A historical restoration of St. Michael’s Cathedral in downtown Toronto.
The project consisted of eight distinct phases:
New Crypt Chapel: Created from the existing crawl space beneath the main floor of the Cathedral.
Narthex Rehabilitation: Including insertion of new stairs and a new elevator from the crypt level to the new balcony.
Balcony: Demolition of existing balcony which was condemned by the building department due to structural issues. This included removal of the existing Warren Organ. Construction of new expanded balcony with new Casavant organ.
Nave: New Decorative painting on ceiling, replacement of existing structural columns which were discovered to be failing. New slate floor, new lighting and sound system and new pews.
Transepts: New bronze exit doors and restoration of existing rose windows which had been boarded up.
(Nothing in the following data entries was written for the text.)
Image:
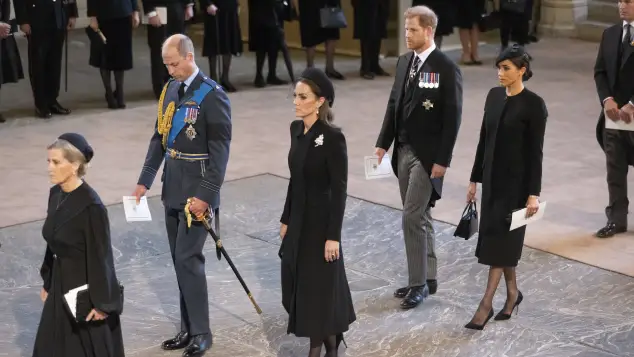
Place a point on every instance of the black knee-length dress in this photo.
(508, 163)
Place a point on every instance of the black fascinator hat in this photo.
(322, 81)
(519, 57)
(78, 141)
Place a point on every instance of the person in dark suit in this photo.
(10, 62)
(422, 119)
(508, 164)
(178, 11)
(223, 37)
(315, 290)
(115, 19)
(613, 73)
(446, 11)
(267, 38)
(45, 23)
(78, 253)
(370, 27)
(193, 133)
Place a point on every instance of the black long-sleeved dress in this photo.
(78, 252)
(508, 163)
(315, 292)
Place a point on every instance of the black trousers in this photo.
(617, 144)
(45, 48)
(155, 38)
(370, 52)
(514, 24)
(186, 247)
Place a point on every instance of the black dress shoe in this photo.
(181, 340)
(199, 345)
(56, 108)
(43, 113)
(610, 230)
(415, 296)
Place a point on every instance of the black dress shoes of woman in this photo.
(504, 316)
(473, 326)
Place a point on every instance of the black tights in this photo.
(331, 346)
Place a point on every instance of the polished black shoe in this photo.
(610, 230)
(56, 108)
(501, 316)
(473, 326)
(198, 346)
(414, 297)
(181, 340)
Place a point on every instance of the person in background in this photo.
(10, 62)
(78, 253)
(177, 12)
(315, 290)
(223, 38)
(45, 24)
(508, 164)
(370, 27)
(115, 19)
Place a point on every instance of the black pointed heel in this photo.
(502, 316)
(473, 326)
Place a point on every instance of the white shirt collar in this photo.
(189, 80)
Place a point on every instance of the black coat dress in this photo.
(508, 163)
(223, 35)
(78, 252)
(315, 292)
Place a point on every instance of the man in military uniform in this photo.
(45, 23)
(193, 134)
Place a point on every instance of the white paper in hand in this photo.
(71, 298)
(375, 171)
(134, 212)
(518, 218)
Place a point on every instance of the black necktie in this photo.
(181, 91)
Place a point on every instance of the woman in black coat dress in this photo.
(115, 19)
(78, 253)
(315, 290)
(508, 163)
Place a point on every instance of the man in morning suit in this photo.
(178, 11)
(45, 23)
(422, 120)
(614, 78)
(196, 151)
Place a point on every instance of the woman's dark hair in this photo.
(325, 112)
(520, 59)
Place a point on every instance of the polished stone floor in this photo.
(570, 309)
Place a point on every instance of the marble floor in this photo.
(570, 309)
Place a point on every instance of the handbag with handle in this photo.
(332, 17)
(468, 225)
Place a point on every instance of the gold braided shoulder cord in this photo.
(165, 119)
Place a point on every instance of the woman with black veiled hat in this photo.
(508, 163)
(78, 253)
(315, 290)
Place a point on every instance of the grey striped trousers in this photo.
(418, 229)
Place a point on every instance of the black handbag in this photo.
(516, 6)
(468, 225)
(332, 18)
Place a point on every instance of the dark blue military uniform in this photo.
(196, 152)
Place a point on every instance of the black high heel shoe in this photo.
(473, 326)
(501, 316)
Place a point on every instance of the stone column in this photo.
(559, 17)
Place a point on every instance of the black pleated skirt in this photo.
(116, 54)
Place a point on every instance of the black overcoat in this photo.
(508, 163)
(78, 252)
(315, 292)
(370, 19)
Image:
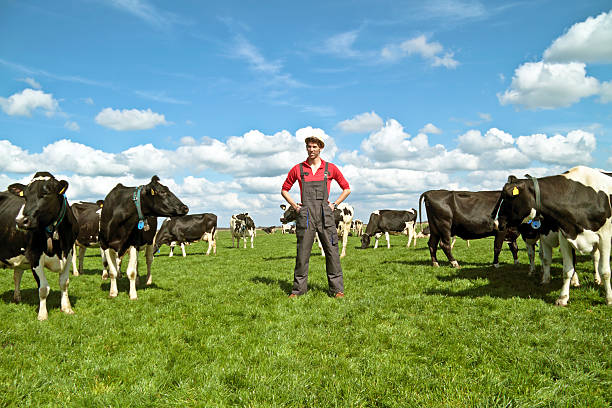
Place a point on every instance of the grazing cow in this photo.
(269, 230)
(187, 229)
(578, 201)
(38, 230)
(125, 224)
(385, 221)
(88, 218)
(466, 214)
(242, 226)
(357, 227)
(343, 216)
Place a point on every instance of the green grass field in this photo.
(220, 331)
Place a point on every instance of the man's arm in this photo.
(289, 199)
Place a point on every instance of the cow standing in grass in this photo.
(385, 221)
(124, 224)
(38, 230)
(578, 201)
(466, 214)
(242, 226)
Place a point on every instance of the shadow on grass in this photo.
(30, 297)
(285, 285)
(505, 282)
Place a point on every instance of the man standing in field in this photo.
(315, 214)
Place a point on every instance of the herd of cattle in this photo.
(38, 228)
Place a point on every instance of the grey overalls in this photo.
(316, 216)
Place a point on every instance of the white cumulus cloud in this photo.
(129, 119)
(29, 100)
(362, 123)
(573, 149)
(587, 41)
(549, 85)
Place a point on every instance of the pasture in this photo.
(220, 331)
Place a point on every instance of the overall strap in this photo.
(302, 174)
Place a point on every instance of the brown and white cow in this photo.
(125, 224)
(38, 230)
(578, 201)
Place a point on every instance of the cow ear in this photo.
(63, 187)
(17, 189)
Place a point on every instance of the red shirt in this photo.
(334, 174)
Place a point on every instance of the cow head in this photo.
(365, 241)
(158, 200)
(289, 214)
(517, 203)
(45, 202)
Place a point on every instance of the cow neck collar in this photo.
(51, 227)
(136, 199)
(536, 187)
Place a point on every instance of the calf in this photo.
(578, 201)
(38, 230)
(385, 221)
(466, 214)
(242, 226)
(125, 224)
(187, 229)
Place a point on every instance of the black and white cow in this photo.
(187, 229)
(88, 218)
(38, 230)
(242, 226)
(343, 217)
(466, 214)
(578, 201)
(357, 227)
(125, 224)
(385, 221)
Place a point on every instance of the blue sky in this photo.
(216, 98)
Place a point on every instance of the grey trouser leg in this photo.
(305, 237)
(329, 241)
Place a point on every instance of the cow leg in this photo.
(568, 270)
(132, 272)
(66, 307)
(446, 247)
(531, 254)
(17, 274)
(345, 231)
(81, 258)
(497, 245)
(149, 259)
(111, 257)
(596, 277)
(43, 288)
(104, 264)
(546, 260)
(433, 248)
(513, 246)
(75, 271)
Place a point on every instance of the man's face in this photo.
(313, 150)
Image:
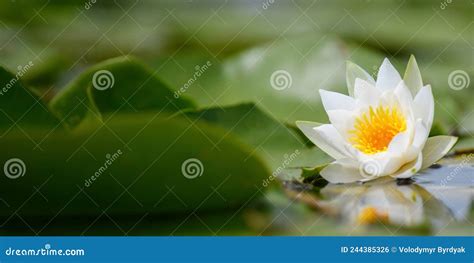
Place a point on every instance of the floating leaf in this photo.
(133, 164)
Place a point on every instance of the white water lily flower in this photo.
(381, 129)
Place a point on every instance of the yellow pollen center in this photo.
(374, 130)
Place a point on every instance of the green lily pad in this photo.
(133, 164)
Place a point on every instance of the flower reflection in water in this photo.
(384, 202)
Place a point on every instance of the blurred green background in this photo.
(246, 135)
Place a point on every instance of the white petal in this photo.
(354, 72)
(435, 148)
(423, 106)
(366, 93)
(412, 76)
(338, 173)
(336, 101)
(409, 169)
(387, 77)
(325, 136)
Sanctuary: New marble floors, new altar and reredos screen. New vestry area behind sanctuary.
St Johns Chapel and new Atrium: Included new basement level containing new Electrical vault and centralized mechanical plant servicing all buildings on the cathedral property.
Exterior Masonry and roofing replacement and restoration: Included many stone carved elements, decorative bronze finials and restoration of existing windows.
First steps in creating the crypt chapel where only a crawl space existed.
There were many challenges as the project slowly revealed existing hidden conditions and what the building required. In a collaborative approach project design, timelines, construction phasing and budget were discussed on a weekly basis with the management team. Teamwork and innovative solutions led to many value engineering opportunities that saved the Arch Diocese of Toronto time and money.
Marc provided overall strategic oversight and quality assurance and lead the development of a unique vision.
Marc’s ability to effectively articulate project success factors and efficiently mediate risk management resolution resulted in the Archdiocese awarding further phases of work to the company.
The scope of work was extensive and included complete masonry and roof restoration and replacements along with the creation of a new Crypt Chapel, where only a crawl space existed previously, introduction of new HVAC for the Cathedral, a new balcony, new pipe organ, new pews, stained glass windows, painting schemes for walls and ceilings new slate flooring and complete renovation and restoration of the sanctuary area including new marble alter and lecterns.
The Cathedral remained open throughout the construction process and was closed only once due to the discovery of failing roof support columns within the Nave. The Cathedral was closed while all existing unit masonry columns were replaced with new concrete columns
Project challenges included:
- Complicated historical restorations
- Renovations and new construction executed while building operations continued
- Creating a new basement where only a crawl space existed
- Complex structural design for underpinning of existing foundations, benching of perimeter foundation walls and inserting new structure for support of new balcony and installation of new elevator.
- Respecting existing crypt interments and coordination with Archaeologists during the construction process.